The new policy could help Airbnb make peace with city officials, many of whom are hostile to its “sharing economy” business model. The tax policy will also let Airbnb’s network of hosts, who rent out their homes for short periods of time, gain firm legal footing.
Airbnb announced its tax plans in a company blog post, stating that it didn’t agree with the tax laws, but that “we want to help our hosts follow the rules. It’s good for the government officials who won’t have to identify hosts and collect the taxes themselves: we’ll do the work for them.”
Airbnb says it’s working on operational details but, in practice, the news means Airbnb is poised to begin collecting San Francisco’s 14% hotel tax this summer.

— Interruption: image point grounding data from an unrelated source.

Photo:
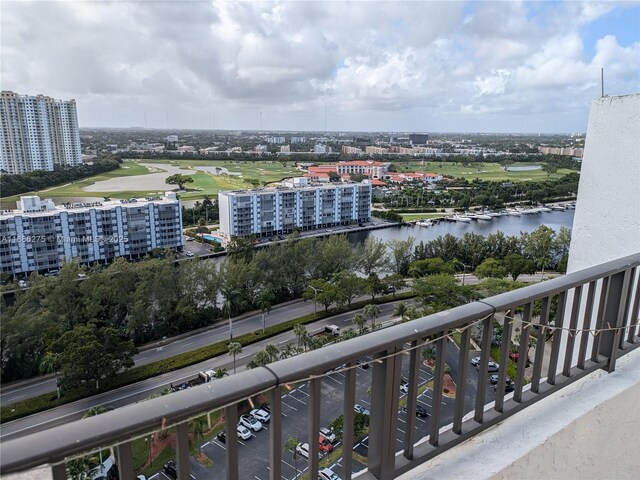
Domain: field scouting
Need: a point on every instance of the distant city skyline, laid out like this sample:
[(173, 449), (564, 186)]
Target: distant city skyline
[(503, 67)]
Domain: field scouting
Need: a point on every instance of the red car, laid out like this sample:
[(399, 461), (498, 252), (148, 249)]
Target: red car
[(324, 445)]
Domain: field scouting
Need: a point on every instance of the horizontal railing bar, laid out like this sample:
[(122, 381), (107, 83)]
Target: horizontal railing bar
[(54, 445)]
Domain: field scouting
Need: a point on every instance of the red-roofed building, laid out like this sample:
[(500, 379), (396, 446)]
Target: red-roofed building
[(413, 177)]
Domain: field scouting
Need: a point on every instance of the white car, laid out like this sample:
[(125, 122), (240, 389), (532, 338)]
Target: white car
[(327, 474), (302, 449), (328, 434), (250, 422), (261, 415), (243, 432)]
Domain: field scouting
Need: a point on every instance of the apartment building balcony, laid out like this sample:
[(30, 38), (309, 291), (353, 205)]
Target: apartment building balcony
[(579, 388)]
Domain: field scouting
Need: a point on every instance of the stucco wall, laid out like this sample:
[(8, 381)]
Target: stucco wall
[(606, 225)]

The blog post also notes that Airbnb, which may be planning an IPO later this year, is also starting tax collection in Portland.
Meanwhile, the company is still in a regulatory tangle in New York, where the state’s attorney general issued a subpoena last year demanding the identity of its 15,000 or so New York-area hosts. Airbnb is fighting the subpoena in court but, as the Wall Street Journal reported last week, the lawsuit may be on ice as the sides try to reach an agreement.
Last fall, Airbnb offered New York an olive branch of sorts by proposing occupancy taxes and a hotline system to report bad guests. More recently, the Journal reports the company is trying a new tack by telling new mayor Bill de Blasio that taxes from Airbnb could raise $21 million for the city’s homeless shelter.
More broadly, the tax discussions show how the lofty language of the “sharing economy,” often employed by companies like Airbnb and Uber, is starting to meld with the more traditional economy.